传统收包是中断，驱动处理完后直接调用netif_rx将报文送入内核处理，内核将报文skb挂到该CPU的softnet_data结构input_pkt_queue队列上，为了统一传统收包和NAPI设备收包的处理，内核为所有不使用NAPI的驱动程序提供一个虚拟设备，叫做积压设备，每个CPU一个积压设备，对应结构softnet_data->backlog_dev。input_pkt_queue即是该设备的积压队列，用于存储skb，该队列是一个双向链表，组织结构如下。中断上半部只是将报文入队，并将backlog的实例挂到poll_list上，等待下半部软中断轮询poll_list net_rx_action->preocess_backlog将报文进一步处理。
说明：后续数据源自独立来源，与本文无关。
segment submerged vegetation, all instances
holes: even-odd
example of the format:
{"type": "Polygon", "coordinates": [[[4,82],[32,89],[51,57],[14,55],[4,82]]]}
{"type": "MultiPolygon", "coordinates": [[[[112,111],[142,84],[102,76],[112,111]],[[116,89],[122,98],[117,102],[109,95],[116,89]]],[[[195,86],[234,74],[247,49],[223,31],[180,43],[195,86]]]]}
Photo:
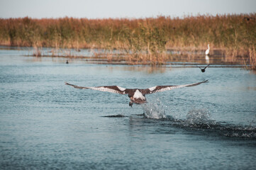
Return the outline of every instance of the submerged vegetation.
{"type": "MultiPolygon", "coordinates": [[[[0,44],[58,48],[121,50],[127,61],[165,63],[167,49],[225,52],[230,61],[240,56],[256,69],[256,13],[158,16],[141,19],[0,18],[0,44]]],[[[40,52],[35,54],[40,55],[40,52]]]]}

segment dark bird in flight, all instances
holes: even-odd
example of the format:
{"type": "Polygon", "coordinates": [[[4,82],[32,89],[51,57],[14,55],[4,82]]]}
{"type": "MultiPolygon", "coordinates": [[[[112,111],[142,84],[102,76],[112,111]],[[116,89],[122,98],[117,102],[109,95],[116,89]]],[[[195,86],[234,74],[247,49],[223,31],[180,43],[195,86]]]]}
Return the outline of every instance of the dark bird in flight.
{"type": "Polygon", "coordinates": [[[206,72],[206,69],[210,65],[210,64],[208,64],[206,67],[205,67],[204,68],[201,68],[200,67],[199,67],[199,69],[201,69],[201,72],[206,72]]]}
{"type": "Polygon", "coordinates": [[[199,85],[200,84],[202,83],[206,83],[207,81],[208,80],[204,80],[203,81],[198,83],[184,84],[184,85],[177,85],[177,86],[156,86],[144,89],[126,89],[118,86],[95,86],[95,87],[78,86],[77,85],[71,84],[67,82],[65,82],[65,84],[80,89],[92,89],[92,90],[101,91],[108,91],[114,94],[128,94],[128,97],[130,99],[129,106],[132,106],[133,103],[142,104],[146,103],[147,99],[145,96],[146,94],[151,94],[157,92],[169,91],[182,87],[194,86],[199,85]]]}

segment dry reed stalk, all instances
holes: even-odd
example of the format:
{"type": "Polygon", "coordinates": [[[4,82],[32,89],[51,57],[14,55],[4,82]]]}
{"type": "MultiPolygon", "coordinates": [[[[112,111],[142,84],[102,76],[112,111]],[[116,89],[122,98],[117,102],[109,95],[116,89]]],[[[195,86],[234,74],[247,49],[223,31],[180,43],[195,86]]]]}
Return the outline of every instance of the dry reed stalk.
{"type": "Polygon", "coordinates": [[[252,69],[256,70],[256,53],[255,47],[249,49],[250,64],[252,69]]]}

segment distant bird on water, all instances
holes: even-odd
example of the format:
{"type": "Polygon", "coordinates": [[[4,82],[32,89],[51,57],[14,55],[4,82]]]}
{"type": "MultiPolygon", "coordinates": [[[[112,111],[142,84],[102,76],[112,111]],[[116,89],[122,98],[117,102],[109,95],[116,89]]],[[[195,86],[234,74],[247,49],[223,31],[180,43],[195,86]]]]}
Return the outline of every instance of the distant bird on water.
{"type": "Polygon", "coordinates": [[[210,53],[210,45],[208,44],[208,49],[206,50],[206,55],[208,55],[210,53]]]}
{"type": "Polygon", "coordinates": [[[200,67],[199,67],[199,69],[201,69],[201,72],[206,72],[206,69],[210,65],[210,64],[208,64],[206,67],[205,67],[204,68],[201,68],[200,67]]]}
{"type": "Polygon", "coordinates": [[[77,85],[71,84],[65,82],[66,85],[72,86],[77,89],[92,89],[96,91],[107,91],[114,94],[128,94],[128,97],[130,99],[129,103],[129,106],[132,107],[133,103],[135,104],[142,104],[147,102],[147,99],[145,98],[146,94],[151,94],[157,92],[161,92],[165,91],[169,91],[174,89],[182,88],[182,87],[189,87],[189,86],[194,86],[199,85],[202,83],[207,82],[208,80],[204,80],[201,82],[184,84],[184,85],[176,85],[176,86],[156,86],[153,87],[150,87],[148,89],[126,89],[123,87],[120,87],[118,86],[94,86],[94,87],[89,87],[89,86],[78,86],[77,85]]]}

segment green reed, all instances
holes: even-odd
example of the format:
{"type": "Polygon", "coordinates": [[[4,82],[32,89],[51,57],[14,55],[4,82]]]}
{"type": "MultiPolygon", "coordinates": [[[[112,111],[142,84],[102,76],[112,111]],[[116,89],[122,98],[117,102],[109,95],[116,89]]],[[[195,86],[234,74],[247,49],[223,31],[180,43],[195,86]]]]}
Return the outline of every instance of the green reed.
{"type": "Polygon", "coordinates": [[[143,19],[0,18],[0,44],[125,50],[130,63],[165,63],[167,49],[226,51],[255,68],[256,14],[158,16],[143,19]]]}

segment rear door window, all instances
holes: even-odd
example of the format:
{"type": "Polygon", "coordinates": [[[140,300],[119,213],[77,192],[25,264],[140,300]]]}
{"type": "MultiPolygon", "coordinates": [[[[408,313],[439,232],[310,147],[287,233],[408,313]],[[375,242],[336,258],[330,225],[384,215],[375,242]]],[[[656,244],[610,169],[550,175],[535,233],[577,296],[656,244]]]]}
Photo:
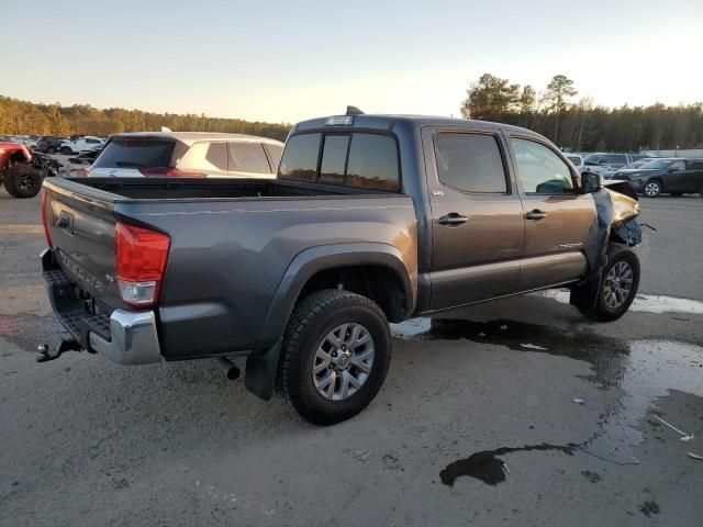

 input_pkt_queue structure
     +------------------------------------------------------------+
     |                                                            |
     |  skb_buff_head        skb_buff             skb_buff        |
     |    _______       _______________       _______________     |         
     +-->|  next |---->|           next|---->|           next|----+
     +---|  pre  |<----|           pre |<----|           pre |<---+
     |   |_len=2_|     |_______________|     |_______________|    |
     |                                                            |
     +------------------------------------------------------------+

传统收包是每个报文都触发中断，如果报文太快，中断太频繁，CPU总是处理中断，其他任务无法得到调度，于是NAPI（NewAPI）出现了，采用中断+轮询的方式收包以提高吞吐。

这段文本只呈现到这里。